- 2013年3月27日
- [国際事務局発表ニュース]
- 国・地域:イスラエル/被占領パレスチナ地域/パレスチナ
- トピック:地域紛争
西岸地区北部のジャイユス村の農民たちは何年もの間、フェンス・壁があるため自分たちの土地になかなか行けない。(C)Amnesty International
本日、米国のオバマ大統領がイスラエルへの最初の公式訪問をしたことに合わせ、被占領西岸地区を貫いてイスラエルが築いた、パレスチナ人と彼らの土地を分離するフェンス・壁、そしてさらに多くの土地を収奪している入植地が、現在も進行する国際法違反であると、アムネスティ・インターナショナルは声明を出した。
西岸地区北部のジャイユス村の農民たちは、軍のフェンス・壁(この地域では重警備の電気柵が使用されている)のせいで何年も自らの土地に行くことが難しくなっている。さらに、この数日間、イスラエル人入植者たちは、障害をさらに増やしている。
イスラエル高等裁判所は2009年、「農民たちに一部の土地を返還するためにフェンスは位置を変えるべきだ」との判決を下した。ここにきてようやく軍は、その判決に基づく対応をはじめた。

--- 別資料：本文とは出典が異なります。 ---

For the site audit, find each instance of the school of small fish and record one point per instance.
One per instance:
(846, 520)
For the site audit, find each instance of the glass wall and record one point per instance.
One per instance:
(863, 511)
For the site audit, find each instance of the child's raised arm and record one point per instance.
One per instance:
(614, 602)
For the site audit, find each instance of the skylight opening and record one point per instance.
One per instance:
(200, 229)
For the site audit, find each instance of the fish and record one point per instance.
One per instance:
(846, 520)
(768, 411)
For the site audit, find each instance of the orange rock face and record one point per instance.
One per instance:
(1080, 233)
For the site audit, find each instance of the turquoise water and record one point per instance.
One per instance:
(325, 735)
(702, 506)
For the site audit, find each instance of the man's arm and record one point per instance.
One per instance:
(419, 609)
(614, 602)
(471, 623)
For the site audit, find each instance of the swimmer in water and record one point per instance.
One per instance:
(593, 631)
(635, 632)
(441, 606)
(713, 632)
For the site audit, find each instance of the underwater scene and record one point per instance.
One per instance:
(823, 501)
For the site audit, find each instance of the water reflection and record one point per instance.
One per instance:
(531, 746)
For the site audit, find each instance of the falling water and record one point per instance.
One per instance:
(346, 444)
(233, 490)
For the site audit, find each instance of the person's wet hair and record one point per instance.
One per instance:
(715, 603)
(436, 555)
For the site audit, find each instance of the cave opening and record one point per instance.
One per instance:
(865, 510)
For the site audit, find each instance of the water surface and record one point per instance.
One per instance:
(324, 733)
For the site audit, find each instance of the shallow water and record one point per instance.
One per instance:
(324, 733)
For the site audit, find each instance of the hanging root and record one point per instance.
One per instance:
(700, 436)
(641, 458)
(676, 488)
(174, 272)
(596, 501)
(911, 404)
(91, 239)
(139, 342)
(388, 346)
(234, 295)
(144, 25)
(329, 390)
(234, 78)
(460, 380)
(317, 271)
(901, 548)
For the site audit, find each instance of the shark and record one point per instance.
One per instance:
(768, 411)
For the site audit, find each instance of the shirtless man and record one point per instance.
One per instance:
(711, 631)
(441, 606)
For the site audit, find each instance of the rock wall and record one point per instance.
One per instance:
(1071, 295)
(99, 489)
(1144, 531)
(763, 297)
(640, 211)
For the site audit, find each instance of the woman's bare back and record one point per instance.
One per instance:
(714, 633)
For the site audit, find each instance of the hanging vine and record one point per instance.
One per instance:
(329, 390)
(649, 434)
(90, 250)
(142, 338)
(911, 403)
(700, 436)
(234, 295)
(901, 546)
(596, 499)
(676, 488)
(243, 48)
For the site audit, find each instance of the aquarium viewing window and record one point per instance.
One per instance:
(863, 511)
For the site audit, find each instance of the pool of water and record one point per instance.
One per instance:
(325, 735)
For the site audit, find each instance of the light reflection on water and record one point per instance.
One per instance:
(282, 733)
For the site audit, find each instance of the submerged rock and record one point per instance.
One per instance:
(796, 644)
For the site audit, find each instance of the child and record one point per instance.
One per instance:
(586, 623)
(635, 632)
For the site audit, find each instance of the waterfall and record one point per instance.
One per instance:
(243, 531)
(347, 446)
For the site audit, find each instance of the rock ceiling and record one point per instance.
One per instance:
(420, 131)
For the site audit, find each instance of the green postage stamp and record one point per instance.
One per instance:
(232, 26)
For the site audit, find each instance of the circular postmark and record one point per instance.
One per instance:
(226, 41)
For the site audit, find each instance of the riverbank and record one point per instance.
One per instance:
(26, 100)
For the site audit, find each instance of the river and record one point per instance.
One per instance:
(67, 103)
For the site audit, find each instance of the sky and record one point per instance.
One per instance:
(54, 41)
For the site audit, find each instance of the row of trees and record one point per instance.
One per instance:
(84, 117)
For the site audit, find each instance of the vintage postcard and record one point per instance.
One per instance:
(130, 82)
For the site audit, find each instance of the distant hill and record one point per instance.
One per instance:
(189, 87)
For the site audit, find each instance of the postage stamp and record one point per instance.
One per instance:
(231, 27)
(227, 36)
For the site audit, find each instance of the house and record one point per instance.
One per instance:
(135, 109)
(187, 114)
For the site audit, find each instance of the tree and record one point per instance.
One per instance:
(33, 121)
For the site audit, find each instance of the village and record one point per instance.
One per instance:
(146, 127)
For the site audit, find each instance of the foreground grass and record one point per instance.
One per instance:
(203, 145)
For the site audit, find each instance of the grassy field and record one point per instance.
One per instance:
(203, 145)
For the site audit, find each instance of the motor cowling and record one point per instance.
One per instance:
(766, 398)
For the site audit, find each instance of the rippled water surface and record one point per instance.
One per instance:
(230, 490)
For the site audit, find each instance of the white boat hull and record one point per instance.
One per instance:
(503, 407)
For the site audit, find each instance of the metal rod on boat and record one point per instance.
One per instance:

しかし、入植者たちは、たとえわずかでも土地を返還することが彼らの入植地拡大計画を阻むものだとして、軍がフェンスの位置を変えることを妨害している。入植者たちがツフィム・イスラエル人入植地北部にある農民たちの土地にトレーラーハウスを設置したのも、その対応だろう。これはまさに言語道断である。
農民たちの暮らしを奪う違法な入植
国際法は被占領パレスチナ地域からフェンス・壁と入植地を撤去するよう求めているが、現地の状況は、その要求とはほど遠い。あたかもブルドーザーが、ジュネーブ諸条約と国際司法裁判所を踏みつけて土地拡大を進めているかのようだ。
オバマ大統領はイスラエル人入植計画の停止について強気の発言をしてきた。現地訪問は、ジャイユスを訪れてこうした国際法違反を直接見る絶好の機会だ。
3月17日、入植者とみられる男女の若者が、ジャイユス村農民が出入りする軍フェンスのゲートの横でデモを行なった。 彼らはパレスチナ人たちの壁反対のデモを真似て、数時間農民たちが入ってくるのを押しとどめた。
イスラエル政府が入植地拡大のために以前指定した土地が、パレスチナ人に返還されているものとして、入植者は高裁判決に反対している。
ジャイユスの農民たちは2.4平方キロメートルの土地が返還されるのを楽しみにしている。しかし、新ルートのフェンスが建設中であるために、生計の拠り所となっている肥沃な農地が広範な損害を受けていることに落胆している。
しかも、重警備の電気柵のルートが変更されても、ジャイユスの半分を優に超える5平方キロメートルの土地には入れないままである。
たとえ、入植者たちのトレーラーハウスが撤去され、軍のフェンス・壁の位置変えがあっても、国際法の要件を満たしてはいない。
被占領パレスチナ地域を侵食している軍の壁は違法で撤去されるべきものと、国際司法裁判所は述べている。また壁による損害に苦しんでいる人びとには補償を受ける資格があるとも述べている国際法の下で明らかなのは、イスラエル人入植地は違法で撤去されるべきものということだ。
当該地域でフェンス・壁が建設される間、イスラエル軍は村人たちに、自由に自分たちの土地へ行くことを許可すると約束していた。建設直後は、たいていの農民たちに許可が下りた。しかし、やがて軍は許可更新を徐々に拒むようになり、農民たちやその家族の生計手段を奪うようになった。
ジャイユスは3500名の住民からなる農村で、何らかの形で全員が生計を農業に依存している。ジャイユス自治体の推計によると、ジャイユスの農民たちの中で自分の土地へ行く許可を得ている者は現在、半分にも満たない。
被占領パレスチナ地域の中で50万人余りのイスラエル人に住居を提供している入植地は130あまりあるが、その1つ、ツフィム入植地はジャイユスの西にある。入植地は差別からの自由と適切な生活水準を保つ権利などパレスチナ人の一連の権利を侵害するものとなっている。